Giving Compass' Take:
- Here are ten statistics about the mass incarceration system in the United States that demonstrate the scale and impact of the criminal justice system.
- One of the research statistics found that every state locks up Black people at a higher rate than white people. What policy shifts need to happen to move racial equity forward in the criminal justice system?
- Learn more about mass incarceration and what donors can do.
What is Giving Compass?
We connect donors to learning resources and ways to support community-led solutions. Learn more about us.
The United States’ reliance on incarceration outpaces most of the globe: every single state incarcerates more people per capita than virtually any independent democracy on Earth. But the sheer magnitude and impact of a system so large can be hard to fully comprehend.

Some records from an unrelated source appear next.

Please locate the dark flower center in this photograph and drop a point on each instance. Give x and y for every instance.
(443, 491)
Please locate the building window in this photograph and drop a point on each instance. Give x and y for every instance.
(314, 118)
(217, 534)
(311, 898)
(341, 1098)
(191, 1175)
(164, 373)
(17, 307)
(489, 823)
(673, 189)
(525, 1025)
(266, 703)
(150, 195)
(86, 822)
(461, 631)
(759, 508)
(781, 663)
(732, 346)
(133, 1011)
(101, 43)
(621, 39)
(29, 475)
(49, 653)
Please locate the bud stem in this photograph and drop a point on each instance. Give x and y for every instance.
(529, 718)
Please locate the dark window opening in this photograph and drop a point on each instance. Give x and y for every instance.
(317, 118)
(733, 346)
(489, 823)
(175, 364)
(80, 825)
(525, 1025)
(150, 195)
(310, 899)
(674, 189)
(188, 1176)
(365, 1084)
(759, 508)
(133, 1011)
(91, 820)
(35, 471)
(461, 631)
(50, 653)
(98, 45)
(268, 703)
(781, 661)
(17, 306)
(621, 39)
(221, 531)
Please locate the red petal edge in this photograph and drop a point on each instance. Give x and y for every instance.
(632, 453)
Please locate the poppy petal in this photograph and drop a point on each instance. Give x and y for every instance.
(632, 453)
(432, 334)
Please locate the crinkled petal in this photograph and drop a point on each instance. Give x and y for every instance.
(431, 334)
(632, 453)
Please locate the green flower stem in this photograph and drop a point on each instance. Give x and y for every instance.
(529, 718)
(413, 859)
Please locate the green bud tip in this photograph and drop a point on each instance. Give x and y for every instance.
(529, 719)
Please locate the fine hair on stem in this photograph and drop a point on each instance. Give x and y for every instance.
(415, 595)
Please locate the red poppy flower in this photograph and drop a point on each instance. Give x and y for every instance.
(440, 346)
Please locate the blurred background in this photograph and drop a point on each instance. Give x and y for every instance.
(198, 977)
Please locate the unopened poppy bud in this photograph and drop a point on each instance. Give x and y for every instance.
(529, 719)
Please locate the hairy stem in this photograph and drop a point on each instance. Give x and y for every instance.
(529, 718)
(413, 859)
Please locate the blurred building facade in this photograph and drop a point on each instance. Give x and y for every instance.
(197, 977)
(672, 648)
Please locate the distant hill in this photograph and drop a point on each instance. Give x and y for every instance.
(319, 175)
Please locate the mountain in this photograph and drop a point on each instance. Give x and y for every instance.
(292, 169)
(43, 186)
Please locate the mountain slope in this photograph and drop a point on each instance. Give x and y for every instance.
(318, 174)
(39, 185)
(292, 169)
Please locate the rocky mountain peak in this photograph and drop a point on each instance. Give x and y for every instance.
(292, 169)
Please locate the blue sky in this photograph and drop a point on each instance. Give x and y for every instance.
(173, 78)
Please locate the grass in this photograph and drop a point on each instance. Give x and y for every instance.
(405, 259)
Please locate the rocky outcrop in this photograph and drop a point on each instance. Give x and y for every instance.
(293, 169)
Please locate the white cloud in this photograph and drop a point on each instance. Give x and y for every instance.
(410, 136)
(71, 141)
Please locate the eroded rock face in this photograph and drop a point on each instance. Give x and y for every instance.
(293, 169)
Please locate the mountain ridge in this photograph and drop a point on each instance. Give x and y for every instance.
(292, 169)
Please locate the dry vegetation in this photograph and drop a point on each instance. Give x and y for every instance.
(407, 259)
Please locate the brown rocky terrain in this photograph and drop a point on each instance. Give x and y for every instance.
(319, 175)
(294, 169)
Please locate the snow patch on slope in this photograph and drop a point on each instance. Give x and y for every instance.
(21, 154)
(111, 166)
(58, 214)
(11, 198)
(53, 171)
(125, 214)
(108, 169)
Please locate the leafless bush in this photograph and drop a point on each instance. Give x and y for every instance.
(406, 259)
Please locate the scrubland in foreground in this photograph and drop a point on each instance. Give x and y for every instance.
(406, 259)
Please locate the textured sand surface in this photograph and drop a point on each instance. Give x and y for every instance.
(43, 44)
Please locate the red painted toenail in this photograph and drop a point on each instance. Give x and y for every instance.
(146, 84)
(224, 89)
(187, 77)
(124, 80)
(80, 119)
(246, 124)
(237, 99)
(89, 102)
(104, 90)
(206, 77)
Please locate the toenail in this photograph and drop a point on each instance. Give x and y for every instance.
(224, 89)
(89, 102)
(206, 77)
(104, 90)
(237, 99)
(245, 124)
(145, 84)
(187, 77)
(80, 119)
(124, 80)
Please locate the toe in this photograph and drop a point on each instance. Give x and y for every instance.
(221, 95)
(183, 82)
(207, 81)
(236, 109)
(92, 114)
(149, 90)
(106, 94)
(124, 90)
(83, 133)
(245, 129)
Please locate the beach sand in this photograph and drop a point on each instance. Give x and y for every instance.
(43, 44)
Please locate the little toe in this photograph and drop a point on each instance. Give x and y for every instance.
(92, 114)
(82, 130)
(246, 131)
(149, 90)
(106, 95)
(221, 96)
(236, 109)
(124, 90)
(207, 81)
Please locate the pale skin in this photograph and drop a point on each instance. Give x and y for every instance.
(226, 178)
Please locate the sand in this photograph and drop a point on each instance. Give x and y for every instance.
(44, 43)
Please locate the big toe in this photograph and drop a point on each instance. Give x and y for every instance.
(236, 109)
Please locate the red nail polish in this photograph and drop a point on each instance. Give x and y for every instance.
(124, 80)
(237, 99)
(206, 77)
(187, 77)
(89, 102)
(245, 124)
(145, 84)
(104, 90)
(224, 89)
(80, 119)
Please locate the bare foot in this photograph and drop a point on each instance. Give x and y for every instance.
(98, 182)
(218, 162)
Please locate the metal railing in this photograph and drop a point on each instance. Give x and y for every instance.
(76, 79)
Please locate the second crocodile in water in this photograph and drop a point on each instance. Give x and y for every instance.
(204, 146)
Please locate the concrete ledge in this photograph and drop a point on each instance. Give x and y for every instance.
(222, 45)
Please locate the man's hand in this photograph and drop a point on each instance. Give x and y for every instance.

We looked back over some of the best criminal legal system research and chose these ten statistics as some of the most handy for advocates, policymakers, and journalists working to help the public appreciate just how far-reaching mass incarceration is in this country.
A note on our sources: All of the following statistics come from different sources and have been calculated using different methodologies, and are not necessarily compatible with one another. In addition, some of these statistics have been calculated by the Prison Policy Initiative, while others are from academic research and other organizations’ work in the field.
- On any given day, about 2 million people in the U.S. are locked up in jails, prisons, and other spaces of confinement.
- People cycle through local jails more than 7 million times each year.
- 3.7 million people are held under community supervision such as probation and parole — more people than are held in jails and prisons combined.
- Police threaten or use force against more than 1 million people each year, disproportionately against Black and Latinx people.
- More than 79 million people in the U.S. have a criminal record, creating barriers to housing, jobs, healthcare, and food assistance, among many other collateral consequences.
- Half of all Americans have an immediate family member who has been incarcerated. 1 in 5 people have had a parent incarcerated and 2.6 million children have a parent who is currently incarcerated.
- Incarcerated people and their families spend upwards of $2.9 billion per year on phone calls and commissary, and annually, people owe more than $50 billion in court-ordered fines and fees.
- The median felony bail amount ($10,000) represents eight months of income for the typical detained defendant.
- Every state locks up Black people at a higher rate than white people. On average, Black people are imprisoned at rates six times higher than those of white people.
- 80% of women in jails and 58% of women in prisons are mothers, and most are the primary or sole caretakers of young children.